Spiking Neural Networks#
Building trainable spiking neural networks in BrainPy is also a piece of cake. We provided commonly used spiking models for traditional dynamics simulation. But most of them can be used for training too.
In the following, we provide an implementation of spiking neural networks in (Neftci, Mostafa, & Zenke, 2019) for surrogate gradient learning.
class SNN(bp.Network):
def __init__(self, num_in, num_rec, num_out):
super(SNN, self).__init__()
# neuron groups
self.i = bp.neurons.InputGroup(num_in)
self.r = bp.neurons.LIF(num_rec, tau=10, V_reset=0, V_rest=0, V_th=1.)
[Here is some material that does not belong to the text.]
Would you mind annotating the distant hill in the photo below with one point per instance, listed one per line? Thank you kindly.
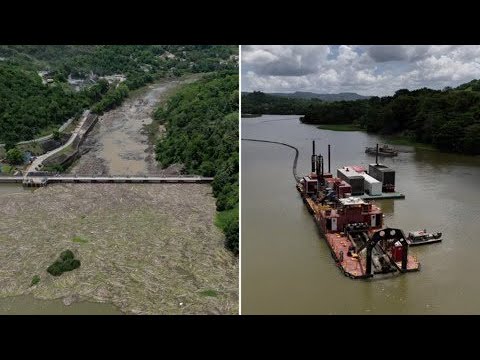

self.o = bp.neurons.LeakyIntegrator(num_out, tau=5)
# synapse: i->r
self.i2r = bp.synapses.Exponential(self.i, self.r, bp.conn.All2All(),
output=bp.synouts.CUBA(), tau=10.,
g_max=bp.init.KaimingNormal(scale=20.))
# synapse: r->o
self.r2o = bp.synapses.Exponential(self.r, self.o, bp.conn.All2All(),
output=bp.synouts.CUBA(), tau=10.,
g_max=bp.init.KaimingNormal(scale=20.))
def update(self, tdi, spike):
self.i2r(tdi, spike)
self.r2o(tdi)
self.r(tdi)
self.o(tdi)
return self.o.V.value
with bm.training_environment():
snn = SNN(10, 100, 2)
Note here the mode in all models are specified as brainpy.modes.TrainingMode.